March 2018

March 2018

More waiting, more tests, more unexpected turns.

In February and March mom also developed a rash on her upper body which was a mystery in itself. Mom’s doctor referred her to a dermatologist and it would take until mid-March to get in to see her.

The long awaited biopsy happened on Tuesday March 13th. The procedure went quite smoothly and the gastro-enterologist, Dr. G, even sent us home with some hopeful news that it looks like it may be the “better” kind of cancer which is less aggressive and slow growing. A few days later the Tumour Board met to discuss the results and possible options for treatment. We got the call from the surgeon, Dr. S, on Friday the 16th, that surgery is not in fact an option right now and that mom would be referred to the BC Cancer Agency (BCCA) for chemotherapy. It was a particularly tough (and extremely abrupt) phone call to absorb on a Friday afternoon. Based on the direction we thought we were headed, this information left us stunned and crushed. Our prayers and hopes had been set on surgery based on what the gastroenterologist and surgeon has said earlier. Now in a matter of 30 seconds, the journey took a different turn and we didn’t receive any direction of what happens next. Do we call the BCCA? Will they call us? How long does it take to see someone there? Will it be the Vancouver or Surrey location? Why chemotherapy and what kind? What about radiation? What did the “tumour board” discover and discuss that seemed to have so rapidly changed the direction for treatment? Is there still an option for surgery later? So many questions and no one to ask, no one to give us any answers. Well…Dr. Google was available but he isn’t always kind. It was an emotionally tough weekend.
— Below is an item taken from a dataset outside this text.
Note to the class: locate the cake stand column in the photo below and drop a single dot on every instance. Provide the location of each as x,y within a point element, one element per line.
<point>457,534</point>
The dermatologist appointment also took place that weekend and a biopsy was done. The following week at a follow-up with the doctor, we learned that it’s nothing of particular concern, however to this day we don’t know what exactly caused it.

Back in February, Maria did some extensive research and sleuthing and connected with a surgeon who had operated on someone we know and came highly recommended. This surgeon, Dr. M,  was kind enough to respond to her outreach over LinkedIn and offered to have a conversation with our family if we ever needed support with understanding anything or making decisions. Sasha spoke to Dr. M on March 22nd and explained our situation to date. She expressed our helplessness and frustration about the abrubt phonecall from Dr. S the week before, how difficult it was not to understand what’s happening in one’s own body. Dr. M shared that although his focus is on colorectal surgeries, his clinic business partner, Dr. M2, is a pancreatic surgeon and he would arrange an appointment for us to speak with Dr. M2. This offer blew us away, a complete stranger who had a big heart and was willing to help us understand mom’s health situation and options.
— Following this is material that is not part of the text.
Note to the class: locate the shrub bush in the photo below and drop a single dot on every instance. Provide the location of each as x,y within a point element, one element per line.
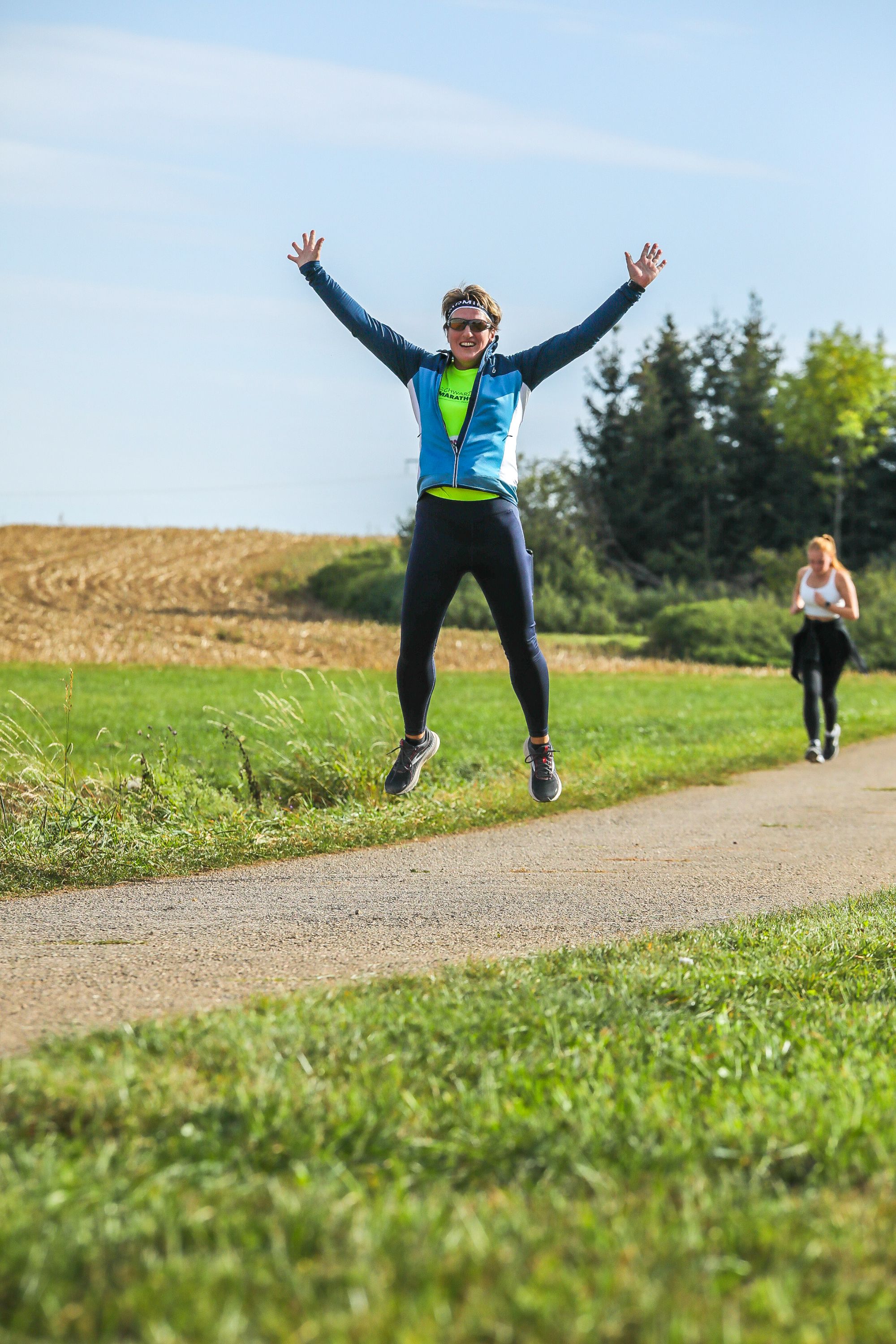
<point>876,629</point>
<point>367,584</point>
<point>732,631</point>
On March 26th we went to see Dr. G, the one who did the biopsy for a follow up. It was Sasha, mom and I who went to this one. The appointment was not filled with pleasant news, however Dr. G’s bedside manner was amazing. His kind eyes, compassion, patience and willingness to explain things to us won me over despite the difficult topic. We discussed some pain management options that he could help with through a procedure called the celiac plexus block. Mom asked him questions about how he would treat his own mom in this situation and he looked at and spoke to mom with such kindness and compassion. He also pointed at Sasha and I that we need to be paying attention to our own health and should get registered with the hereditary program. Gulp. At the end of the appointment he gave mom the warmest hug which left me in tears. We walked out of his office with me apologizing that it doesn’t look too good if patients are in tears when they re-emerge from his office to the waiting area. We laughed.
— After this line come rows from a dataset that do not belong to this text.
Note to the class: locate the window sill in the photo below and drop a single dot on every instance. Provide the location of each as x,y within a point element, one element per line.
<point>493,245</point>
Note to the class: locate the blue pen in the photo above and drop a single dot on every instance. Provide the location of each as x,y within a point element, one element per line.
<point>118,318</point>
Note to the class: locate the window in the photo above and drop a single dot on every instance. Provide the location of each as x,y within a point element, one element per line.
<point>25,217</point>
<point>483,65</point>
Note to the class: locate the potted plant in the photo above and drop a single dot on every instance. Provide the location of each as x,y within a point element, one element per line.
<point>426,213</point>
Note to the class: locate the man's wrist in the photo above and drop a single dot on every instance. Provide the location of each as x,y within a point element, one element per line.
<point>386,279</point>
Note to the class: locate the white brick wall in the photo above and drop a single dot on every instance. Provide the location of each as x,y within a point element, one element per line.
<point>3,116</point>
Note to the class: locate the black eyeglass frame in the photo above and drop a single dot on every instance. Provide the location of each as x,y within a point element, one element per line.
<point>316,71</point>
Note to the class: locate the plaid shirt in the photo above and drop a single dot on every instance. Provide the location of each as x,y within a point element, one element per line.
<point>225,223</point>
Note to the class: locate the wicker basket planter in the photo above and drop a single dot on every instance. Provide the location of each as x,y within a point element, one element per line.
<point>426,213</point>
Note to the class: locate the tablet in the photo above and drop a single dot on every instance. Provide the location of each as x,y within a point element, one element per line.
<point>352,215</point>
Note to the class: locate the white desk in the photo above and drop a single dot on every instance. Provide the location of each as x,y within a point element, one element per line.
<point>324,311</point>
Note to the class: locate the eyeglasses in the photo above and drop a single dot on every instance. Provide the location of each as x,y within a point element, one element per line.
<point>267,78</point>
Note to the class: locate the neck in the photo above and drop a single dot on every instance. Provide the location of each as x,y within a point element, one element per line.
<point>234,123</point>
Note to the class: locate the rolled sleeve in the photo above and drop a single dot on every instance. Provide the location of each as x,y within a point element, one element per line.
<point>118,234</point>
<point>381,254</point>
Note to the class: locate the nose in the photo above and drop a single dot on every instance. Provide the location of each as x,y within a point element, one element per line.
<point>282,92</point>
Two days later, on March 28th, we had our first meeting with the oncologist at BCCA, Dr. O. This was a long a difficult meeting. Long, because Dr. O makes a point to ensure we have as much time with him as is necessary. Difficult, because talking about a loved one’s cancer diagnosis isn’t an easy thing. He explained the three types of chemotherapy options which are currently available to us. He encouraged mom to try the most aggressive option for the (hopefully) best results. He felt she was strong enough to tolerate it based on her current appearance, weight, appetite, pain management (still tylenol), etc. We left the office after a lengthy review of a 7 page handout on the side-effects of this chemotherapy – some scary stuff in there. He also told us that before mom can start chemotherapy, she needs to get a ‘port’ surgically inserted in her upper chest so that the chemo can be administered through the port rather than through the veins in her arms. We could see the benefits of this approach however this meant that we have to wait another few weeks to get an appointment for this day surgery. Ahh more waiting. It was a lot for each of us to absorb that day and I was glad that we could be together to work through some of the information overload and the emotions that accompanied it.